1 large or 2 small Sweet Potatoes (approx. 13 ounces before peeling)
½ cup Apple Juice
1 Tbsp Real Maple Syrup
1 tsp Cinnamon (may include nutmeg)
Cook It

Peel sweet potatoes and cut into chunks.

Boil until soft, drain, and mash.

Stir in apple juice, maple syrup, and cinnamon. If you like nutmeg, you may replace half of the cinnamon with nutmeg.

Blend It

Run the mashed sweet potatoes through a blender until creamy. If your blender struggles with the mixture, add a few more spoonfuls of juice or water.

Dry It

Cover dehydrator trays with non-stick Excalibur Paraflexx® sheets, parchment paper, or the fruit leather inserts that came with your dehydrator.

Spread thinly and as evenly as possible on covered dehydrator trays. Shoot for an eighth inch thickness. The quantities in this recipe will cover one Excalibur Dehydrator tray.

Dehydrate at 135° for eight to ten hours. The sweet potatoes will form a sheet that may have cracks running through it.

Flip It

After about six hours of drying, peel the bark off the non-stick sheets and flip it over to expose the bottom side to more hot air for the remainder of the drying time.

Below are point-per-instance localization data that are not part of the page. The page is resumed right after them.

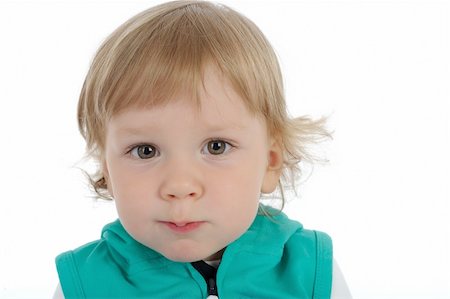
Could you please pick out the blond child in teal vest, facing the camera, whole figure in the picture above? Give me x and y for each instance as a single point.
(183, 108)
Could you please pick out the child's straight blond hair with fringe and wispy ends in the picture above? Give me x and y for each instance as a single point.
(164, 50)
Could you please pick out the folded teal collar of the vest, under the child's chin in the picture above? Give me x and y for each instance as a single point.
(266, 236)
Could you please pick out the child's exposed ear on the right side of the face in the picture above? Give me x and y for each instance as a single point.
(274, 167)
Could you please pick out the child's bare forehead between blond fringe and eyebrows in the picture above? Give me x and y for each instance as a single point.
(219, 107)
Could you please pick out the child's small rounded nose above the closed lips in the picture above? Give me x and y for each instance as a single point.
(181, 181)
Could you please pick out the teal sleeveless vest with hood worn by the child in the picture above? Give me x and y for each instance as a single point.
(275, 258)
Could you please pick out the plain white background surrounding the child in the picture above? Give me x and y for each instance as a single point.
(380, 69)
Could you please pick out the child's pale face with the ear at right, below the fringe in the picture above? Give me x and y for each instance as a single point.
(186, 181)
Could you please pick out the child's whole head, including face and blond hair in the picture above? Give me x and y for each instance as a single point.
(183, 108)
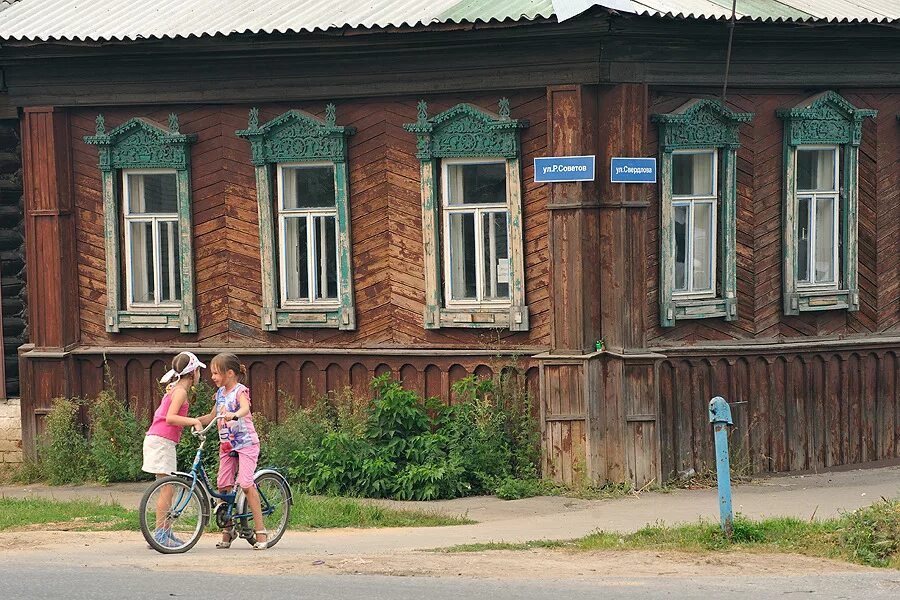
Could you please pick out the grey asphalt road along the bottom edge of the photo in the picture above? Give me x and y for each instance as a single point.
(37, 582)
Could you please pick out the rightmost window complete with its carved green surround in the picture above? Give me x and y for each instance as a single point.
(821, 144)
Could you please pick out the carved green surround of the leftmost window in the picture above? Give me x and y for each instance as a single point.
(143, 144)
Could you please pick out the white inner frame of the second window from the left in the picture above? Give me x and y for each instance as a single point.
(313, 256)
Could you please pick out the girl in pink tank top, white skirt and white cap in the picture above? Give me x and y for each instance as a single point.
(165, 432)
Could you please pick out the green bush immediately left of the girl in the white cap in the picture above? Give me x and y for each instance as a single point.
(116, 439)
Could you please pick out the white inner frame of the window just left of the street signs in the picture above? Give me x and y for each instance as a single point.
(478, 210)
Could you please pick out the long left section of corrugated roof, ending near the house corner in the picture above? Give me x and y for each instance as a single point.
(141, 19)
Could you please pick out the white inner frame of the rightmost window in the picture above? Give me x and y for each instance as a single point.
(813, 197)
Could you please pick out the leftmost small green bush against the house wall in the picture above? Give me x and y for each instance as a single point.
(63, 449)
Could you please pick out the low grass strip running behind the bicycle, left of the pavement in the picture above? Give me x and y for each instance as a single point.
(307, 513)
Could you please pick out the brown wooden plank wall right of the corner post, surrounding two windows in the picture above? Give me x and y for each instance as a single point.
(807, 408)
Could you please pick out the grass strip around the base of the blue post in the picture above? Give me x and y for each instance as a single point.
(869, 536)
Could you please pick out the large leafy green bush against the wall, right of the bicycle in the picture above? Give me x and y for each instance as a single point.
(398, 446)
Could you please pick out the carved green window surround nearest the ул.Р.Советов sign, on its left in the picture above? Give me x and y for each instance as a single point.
(468, 132)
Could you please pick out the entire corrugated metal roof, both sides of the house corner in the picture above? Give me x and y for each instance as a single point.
(95, 20)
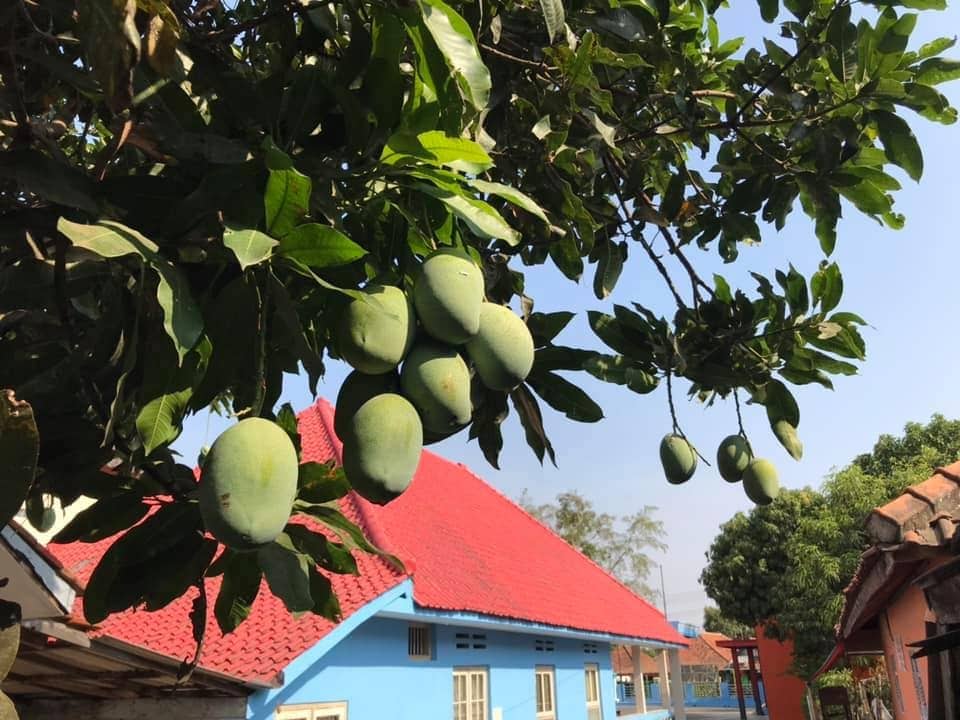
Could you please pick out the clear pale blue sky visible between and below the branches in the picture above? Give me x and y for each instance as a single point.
(904, 283)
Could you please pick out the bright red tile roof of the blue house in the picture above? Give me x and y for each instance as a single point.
(467, 547)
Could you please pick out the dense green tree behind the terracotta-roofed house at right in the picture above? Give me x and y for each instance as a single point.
(793, 570)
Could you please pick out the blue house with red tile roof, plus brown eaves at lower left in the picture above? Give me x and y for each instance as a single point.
(493, 617)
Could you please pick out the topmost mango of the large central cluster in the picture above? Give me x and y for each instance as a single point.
(448, 294)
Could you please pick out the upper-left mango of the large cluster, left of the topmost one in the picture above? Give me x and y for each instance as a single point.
(374, 335)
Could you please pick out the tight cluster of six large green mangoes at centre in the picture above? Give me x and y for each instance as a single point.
(414, 358)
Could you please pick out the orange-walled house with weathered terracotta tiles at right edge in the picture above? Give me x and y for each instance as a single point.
(903, 602)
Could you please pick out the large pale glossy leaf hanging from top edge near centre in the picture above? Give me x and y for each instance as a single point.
(455, 40)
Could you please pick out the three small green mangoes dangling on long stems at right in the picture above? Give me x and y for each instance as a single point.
(735, 462)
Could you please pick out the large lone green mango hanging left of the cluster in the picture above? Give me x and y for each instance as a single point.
(248, 484)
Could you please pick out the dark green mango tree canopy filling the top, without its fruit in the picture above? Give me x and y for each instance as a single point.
(190, 192)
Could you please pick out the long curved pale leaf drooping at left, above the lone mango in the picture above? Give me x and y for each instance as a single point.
(181, 315)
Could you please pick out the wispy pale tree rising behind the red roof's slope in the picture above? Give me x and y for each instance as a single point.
(619, 544)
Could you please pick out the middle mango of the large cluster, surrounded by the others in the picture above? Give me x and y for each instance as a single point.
(437, 381)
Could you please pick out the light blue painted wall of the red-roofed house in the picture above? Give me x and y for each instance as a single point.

Place the bark directly on the mesh dehydrator trays without the non-stick sheets.

Depending on how long you dry it, the sweet potato sheet will either tear like fruit leather or break into bark. For snacking and short term use, you may prefer to dry it to the leather stage. If packing for a trip that will last more than a month, dry it longer to the snappy bark stage.

Yield:

One large or two small sweet potatoes (approx. 13 ounces before peeling) will yield approximately ¾ cup of bark and weigh 2½ ounces. Increase the ingredients proportionately for larger batches.